Na linha de produção de vidro, os cabos de aquecimento não são apenas acessórios adicionais. Eles são essenciais para manter o forno funcionando corretamente. Qualquer falha nesses cabos se manifesta rapidamente: temperatura irregular, fissuras no vidro temperado e acumulação de resíduos enquanto a linha está parada. Nós desenvolvemos esses cabos levando em conta as condições reais do processo de transformação do vidro: corrente elevada, dia após dia, além da necessidade de que os aquecedores mantenham uma temperatura constante a cada vez.
O que é importante tecnicamente é simples: é preciso garantir que a carga do aquecedor esteja em harmonia com a seção transversal adequada do condutor, para que a queda de tensão permaneça baixa – geralmente abaixo de 2% na corrente nominal – e o aquecedor receba a energia necessária. A resposta de aquecimento precisa ser rápida, até 12°C/s, pois os processos de temperamento e dobragem exigem grandes variações térmicas.

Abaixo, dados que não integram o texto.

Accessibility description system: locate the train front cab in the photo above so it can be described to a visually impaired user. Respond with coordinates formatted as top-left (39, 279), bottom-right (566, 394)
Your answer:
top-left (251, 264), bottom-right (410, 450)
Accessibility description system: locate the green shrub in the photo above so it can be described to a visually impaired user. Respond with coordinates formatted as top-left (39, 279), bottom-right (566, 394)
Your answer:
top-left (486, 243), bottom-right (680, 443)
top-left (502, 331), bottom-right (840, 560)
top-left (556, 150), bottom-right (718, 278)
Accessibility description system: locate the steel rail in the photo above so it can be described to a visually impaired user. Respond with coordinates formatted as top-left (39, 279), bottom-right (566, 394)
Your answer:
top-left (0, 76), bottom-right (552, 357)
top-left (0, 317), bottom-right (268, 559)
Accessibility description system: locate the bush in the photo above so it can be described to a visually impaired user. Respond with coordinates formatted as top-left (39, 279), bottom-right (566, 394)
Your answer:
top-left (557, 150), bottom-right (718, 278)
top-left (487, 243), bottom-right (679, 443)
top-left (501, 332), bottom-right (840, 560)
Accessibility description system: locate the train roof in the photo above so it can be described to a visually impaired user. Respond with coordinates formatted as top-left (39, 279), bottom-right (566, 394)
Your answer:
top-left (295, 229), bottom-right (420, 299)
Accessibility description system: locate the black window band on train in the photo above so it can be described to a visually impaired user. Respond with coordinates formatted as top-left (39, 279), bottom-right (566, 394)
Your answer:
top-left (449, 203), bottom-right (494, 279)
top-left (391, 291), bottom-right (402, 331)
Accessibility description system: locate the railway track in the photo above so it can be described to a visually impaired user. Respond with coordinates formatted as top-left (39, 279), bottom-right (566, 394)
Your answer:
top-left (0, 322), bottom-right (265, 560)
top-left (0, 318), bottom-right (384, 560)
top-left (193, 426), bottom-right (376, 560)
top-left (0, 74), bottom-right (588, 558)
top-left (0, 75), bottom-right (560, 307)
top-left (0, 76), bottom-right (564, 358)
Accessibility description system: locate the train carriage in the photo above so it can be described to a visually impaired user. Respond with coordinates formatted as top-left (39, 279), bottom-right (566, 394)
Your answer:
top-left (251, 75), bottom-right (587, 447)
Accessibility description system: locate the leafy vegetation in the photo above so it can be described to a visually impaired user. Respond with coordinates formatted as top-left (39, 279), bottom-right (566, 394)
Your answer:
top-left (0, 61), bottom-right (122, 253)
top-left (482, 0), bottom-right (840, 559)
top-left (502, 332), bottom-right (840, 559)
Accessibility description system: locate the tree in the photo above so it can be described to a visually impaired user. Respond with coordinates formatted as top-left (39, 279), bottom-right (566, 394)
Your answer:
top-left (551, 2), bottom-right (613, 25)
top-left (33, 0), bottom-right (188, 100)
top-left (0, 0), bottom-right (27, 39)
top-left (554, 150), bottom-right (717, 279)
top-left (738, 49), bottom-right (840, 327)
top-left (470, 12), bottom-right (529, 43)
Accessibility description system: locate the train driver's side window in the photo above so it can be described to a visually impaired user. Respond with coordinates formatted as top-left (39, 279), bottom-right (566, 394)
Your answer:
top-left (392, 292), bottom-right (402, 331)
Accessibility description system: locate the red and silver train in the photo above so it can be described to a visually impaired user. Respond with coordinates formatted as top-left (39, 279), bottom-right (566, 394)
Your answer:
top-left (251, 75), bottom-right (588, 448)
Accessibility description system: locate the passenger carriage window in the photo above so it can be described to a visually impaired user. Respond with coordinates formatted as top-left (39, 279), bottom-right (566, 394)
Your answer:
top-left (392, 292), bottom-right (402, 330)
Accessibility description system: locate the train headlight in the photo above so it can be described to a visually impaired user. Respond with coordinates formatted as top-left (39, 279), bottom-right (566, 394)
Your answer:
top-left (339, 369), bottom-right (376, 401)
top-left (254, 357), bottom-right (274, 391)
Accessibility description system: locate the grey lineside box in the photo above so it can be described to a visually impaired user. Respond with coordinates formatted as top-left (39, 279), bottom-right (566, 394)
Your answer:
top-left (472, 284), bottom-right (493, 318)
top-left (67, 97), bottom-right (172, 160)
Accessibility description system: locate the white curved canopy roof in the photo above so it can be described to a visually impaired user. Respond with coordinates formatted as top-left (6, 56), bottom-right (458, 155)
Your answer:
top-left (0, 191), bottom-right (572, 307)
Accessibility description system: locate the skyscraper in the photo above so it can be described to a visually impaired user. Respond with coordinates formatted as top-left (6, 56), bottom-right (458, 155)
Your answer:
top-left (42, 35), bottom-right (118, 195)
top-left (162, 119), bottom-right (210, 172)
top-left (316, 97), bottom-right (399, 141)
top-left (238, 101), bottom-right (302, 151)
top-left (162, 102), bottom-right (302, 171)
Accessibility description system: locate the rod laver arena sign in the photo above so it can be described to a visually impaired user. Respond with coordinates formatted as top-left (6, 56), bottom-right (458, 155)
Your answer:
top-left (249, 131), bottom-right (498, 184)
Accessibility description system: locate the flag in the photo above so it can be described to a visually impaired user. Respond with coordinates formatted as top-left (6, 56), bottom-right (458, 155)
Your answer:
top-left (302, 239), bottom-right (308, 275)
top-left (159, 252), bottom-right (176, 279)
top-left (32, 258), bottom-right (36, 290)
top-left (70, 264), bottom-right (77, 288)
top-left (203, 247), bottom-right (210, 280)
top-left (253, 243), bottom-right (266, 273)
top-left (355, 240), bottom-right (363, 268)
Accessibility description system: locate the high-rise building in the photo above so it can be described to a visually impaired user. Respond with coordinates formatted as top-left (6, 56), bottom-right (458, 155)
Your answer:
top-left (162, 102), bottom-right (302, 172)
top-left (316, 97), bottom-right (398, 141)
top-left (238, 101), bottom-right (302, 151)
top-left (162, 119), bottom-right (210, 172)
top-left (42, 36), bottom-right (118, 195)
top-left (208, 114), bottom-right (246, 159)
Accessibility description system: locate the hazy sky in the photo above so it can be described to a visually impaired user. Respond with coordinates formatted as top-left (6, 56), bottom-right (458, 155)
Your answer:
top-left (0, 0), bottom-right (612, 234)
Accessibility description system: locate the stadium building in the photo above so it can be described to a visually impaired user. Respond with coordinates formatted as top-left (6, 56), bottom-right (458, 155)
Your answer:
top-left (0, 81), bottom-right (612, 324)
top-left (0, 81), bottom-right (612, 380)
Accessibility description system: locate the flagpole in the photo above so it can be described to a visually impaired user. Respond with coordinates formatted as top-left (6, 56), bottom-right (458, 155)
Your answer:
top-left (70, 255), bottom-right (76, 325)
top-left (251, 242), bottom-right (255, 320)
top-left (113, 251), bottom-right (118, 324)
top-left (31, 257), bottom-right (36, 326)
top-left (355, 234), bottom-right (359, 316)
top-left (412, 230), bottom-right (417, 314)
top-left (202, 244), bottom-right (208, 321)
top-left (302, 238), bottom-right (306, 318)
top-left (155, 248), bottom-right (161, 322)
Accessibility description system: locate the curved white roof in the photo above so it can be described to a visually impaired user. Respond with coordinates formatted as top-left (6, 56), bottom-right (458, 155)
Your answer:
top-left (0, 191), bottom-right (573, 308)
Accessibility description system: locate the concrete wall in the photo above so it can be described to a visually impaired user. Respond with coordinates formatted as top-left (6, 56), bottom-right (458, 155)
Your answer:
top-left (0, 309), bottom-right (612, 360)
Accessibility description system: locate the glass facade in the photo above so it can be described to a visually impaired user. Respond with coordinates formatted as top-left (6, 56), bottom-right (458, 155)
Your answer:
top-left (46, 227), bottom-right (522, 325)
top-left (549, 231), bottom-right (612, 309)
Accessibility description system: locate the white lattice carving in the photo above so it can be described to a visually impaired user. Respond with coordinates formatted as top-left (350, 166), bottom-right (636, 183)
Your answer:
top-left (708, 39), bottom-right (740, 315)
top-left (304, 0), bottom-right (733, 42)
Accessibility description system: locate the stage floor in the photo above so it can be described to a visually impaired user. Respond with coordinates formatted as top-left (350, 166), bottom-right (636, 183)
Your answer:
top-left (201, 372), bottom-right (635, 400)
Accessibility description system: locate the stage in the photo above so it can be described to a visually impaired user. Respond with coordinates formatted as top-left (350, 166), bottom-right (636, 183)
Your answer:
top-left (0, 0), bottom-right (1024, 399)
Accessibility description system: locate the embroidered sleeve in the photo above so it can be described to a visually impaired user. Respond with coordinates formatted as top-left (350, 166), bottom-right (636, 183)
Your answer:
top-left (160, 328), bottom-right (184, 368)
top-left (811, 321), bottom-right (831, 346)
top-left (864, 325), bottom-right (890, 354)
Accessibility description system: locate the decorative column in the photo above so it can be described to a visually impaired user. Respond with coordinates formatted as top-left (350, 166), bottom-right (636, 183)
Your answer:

A uniformidade da temperatura na zona de aquecimento deve ser mantida dentro de ±3°C, o que reduz o estresse térmico e os defeitos nas bordas do vidro. A densidade de potência deve ser controlada entre 2,5 e 3,5 W/cm², o suficiente para fornecer calor rapidamente, sem sobrecarregar os elementos de quartzo ou NIR. O isolamento dos cabos é projetado para suportar temperaturas de até 600°C, e suas extremidades são feitas para resistir a ciclos térmicos repetidos sem falhar.
No processo de temperamento, uma potência consistente garante uma pressão de resfriamento constante e um formato uniforme do vidro. Na laminação, o sucesso do processo depende de um aumento e diminuição de temperatura previsíveis; esses cabos mantêm o aquecedor no ponto certo, garantindo que as linhas de união entre PVB ou SGP fiquem uniformes e que não apareçam bolhas.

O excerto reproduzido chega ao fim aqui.